Power Query - Remove Consecutive Duplicates Only


I have a dataset (Airport Location Codes) e.g. London (LHR), Paris (CDG), Rome (FCO) etc on each row.

On some rows the entry might be London, London, London, Paris. which I planned to remove by clearing duplicates however on some instances I have genuine duplicates e.g. London, Paris London. Where I want to retain the final both London's because there was another location in between. If we consider Airport codes, the route might look like this -

LHR, LHR, CDG, FCO, FCO (Change to LHR-CDG-FCO) -

LHR, LHR, CDG, CDG, CDG, LHR (Change to LHR-CDG-LHR) What I was able to Achieve is Distinct List where it just returned LHR-CDG.

The number of times a code could appear is dynamic.

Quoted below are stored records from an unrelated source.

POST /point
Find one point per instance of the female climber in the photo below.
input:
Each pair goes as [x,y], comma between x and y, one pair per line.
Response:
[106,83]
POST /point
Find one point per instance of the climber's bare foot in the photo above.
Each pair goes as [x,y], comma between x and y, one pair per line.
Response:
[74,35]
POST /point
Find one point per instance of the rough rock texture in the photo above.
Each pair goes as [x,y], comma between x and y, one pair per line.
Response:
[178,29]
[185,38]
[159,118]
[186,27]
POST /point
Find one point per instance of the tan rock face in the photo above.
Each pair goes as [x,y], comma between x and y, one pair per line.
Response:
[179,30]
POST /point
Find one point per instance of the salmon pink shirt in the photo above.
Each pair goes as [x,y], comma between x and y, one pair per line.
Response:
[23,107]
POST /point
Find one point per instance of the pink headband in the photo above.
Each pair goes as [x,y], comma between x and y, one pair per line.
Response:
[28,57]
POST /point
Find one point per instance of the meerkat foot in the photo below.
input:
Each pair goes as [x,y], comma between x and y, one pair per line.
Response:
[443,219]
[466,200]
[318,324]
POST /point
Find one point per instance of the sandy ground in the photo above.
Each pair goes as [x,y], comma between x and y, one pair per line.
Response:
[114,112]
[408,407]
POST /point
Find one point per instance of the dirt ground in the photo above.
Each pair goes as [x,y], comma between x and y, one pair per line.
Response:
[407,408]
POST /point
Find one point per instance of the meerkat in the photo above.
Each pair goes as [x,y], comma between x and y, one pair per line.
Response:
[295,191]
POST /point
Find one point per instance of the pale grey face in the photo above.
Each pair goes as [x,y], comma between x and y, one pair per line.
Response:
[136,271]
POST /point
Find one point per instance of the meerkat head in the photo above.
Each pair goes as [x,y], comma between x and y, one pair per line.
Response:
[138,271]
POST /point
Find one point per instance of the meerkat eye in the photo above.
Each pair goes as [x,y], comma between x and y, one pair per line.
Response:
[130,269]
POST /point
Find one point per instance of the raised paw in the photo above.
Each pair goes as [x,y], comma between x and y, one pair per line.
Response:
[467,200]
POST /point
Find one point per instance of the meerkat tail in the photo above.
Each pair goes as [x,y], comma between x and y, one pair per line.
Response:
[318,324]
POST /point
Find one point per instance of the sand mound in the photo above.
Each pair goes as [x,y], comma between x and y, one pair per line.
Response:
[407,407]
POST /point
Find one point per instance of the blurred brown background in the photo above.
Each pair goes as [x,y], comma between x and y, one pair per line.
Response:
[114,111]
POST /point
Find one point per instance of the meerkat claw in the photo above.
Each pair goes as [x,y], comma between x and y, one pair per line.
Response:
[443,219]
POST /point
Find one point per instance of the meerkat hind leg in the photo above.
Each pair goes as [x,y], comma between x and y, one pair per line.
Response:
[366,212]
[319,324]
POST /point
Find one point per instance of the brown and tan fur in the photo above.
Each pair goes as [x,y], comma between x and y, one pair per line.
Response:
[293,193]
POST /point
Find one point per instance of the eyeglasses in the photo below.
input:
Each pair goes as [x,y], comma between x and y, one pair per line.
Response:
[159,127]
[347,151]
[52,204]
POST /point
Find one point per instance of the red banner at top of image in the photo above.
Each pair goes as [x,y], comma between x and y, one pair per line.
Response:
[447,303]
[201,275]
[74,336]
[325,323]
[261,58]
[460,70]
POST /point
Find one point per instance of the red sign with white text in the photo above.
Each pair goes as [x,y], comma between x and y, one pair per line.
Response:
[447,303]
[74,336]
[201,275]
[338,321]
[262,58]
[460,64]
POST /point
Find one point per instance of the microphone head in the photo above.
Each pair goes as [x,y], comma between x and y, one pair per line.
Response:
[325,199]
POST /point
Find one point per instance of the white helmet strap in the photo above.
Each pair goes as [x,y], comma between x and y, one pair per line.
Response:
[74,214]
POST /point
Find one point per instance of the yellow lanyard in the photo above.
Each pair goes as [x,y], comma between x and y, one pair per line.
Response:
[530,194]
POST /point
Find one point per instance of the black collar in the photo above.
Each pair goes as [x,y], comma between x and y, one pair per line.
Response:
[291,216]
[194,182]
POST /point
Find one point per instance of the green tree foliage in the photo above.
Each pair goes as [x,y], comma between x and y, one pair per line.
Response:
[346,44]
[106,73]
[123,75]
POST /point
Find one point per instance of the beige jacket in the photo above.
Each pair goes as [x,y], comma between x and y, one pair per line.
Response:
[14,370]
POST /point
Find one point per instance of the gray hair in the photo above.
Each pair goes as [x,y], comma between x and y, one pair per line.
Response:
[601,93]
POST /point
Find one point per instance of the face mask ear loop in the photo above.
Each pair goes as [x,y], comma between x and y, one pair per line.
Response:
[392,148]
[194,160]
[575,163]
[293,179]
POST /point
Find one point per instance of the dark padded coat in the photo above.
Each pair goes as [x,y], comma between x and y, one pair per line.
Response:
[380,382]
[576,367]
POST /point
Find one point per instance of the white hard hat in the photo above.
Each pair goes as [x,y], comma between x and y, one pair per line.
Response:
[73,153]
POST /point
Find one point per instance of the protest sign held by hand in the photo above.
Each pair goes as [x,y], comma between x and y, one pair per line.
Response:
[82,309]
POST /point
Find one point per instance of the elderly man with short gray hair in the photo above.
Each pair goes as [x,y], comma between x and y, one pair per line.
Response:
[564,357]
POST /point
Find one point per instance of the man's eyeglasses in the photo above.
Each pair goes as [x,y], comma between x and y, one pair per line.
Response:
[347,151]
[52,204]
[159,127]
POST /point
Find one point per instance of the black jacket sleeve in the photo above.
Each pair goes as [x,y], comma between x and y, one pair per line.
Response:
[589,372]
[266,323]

Is there function available in PowerQuery that could return this type of logic?

Sample data:

ID Route Required Result
1 LHR, LHR, CDG,CDG, FCO LHR-CDG-FCO
2 AMS, AMS, LHR, CDG AMS-LHR-CDG
3 AMS, AMS, LHR, AMS, AMS AMS-LHR-AMS
4 CGN-CGN-AMS-AMS-AMS-CDG-CDG-AMS CGN-AMS-CDG-AMS
5 CGN-CGN-CDG-CDG-CDG CGN-CDG

Solution

  • You can do this by using List.Accumulate and List.Last, paste this formula into a New Custom Column:

    Text.Combine(
        List.Transform(
            List.Accumulate(
                Text.SplitAny([Route], ",-") /* Will split given column on any of the listed delimiters in 2nd argument */
                , {}, (state,current) => 
                if List.Last(state) <> Text.Trim(current) 
                then List.Combine({state, {Text.Trim(current)}}) 
                else state 
             ), 
            Text.From
        ), "-" /* Delimiter for output column */
    )
    

    This function does the following:

    • Splits your text column into a list using the separators given in List.SplitAny
    • Using an empty list as a baseline in List.Accumulate, it loops over your split column list and checks how the last element of the list compares to the current (trimmed, to avoid leading/trailing spaces) loop value
    • If the current loop value is the same as the last element of the list, the element is skipped
    • If the current loop value is NOT the same as the last element, we add it to the state using List.Combine
    • Finally, after the loop has finished, we use Text.Combine with a set delimiter to combine the result from List.Accumulate into a text string

    While it is an advanced function, I am quite happy with it!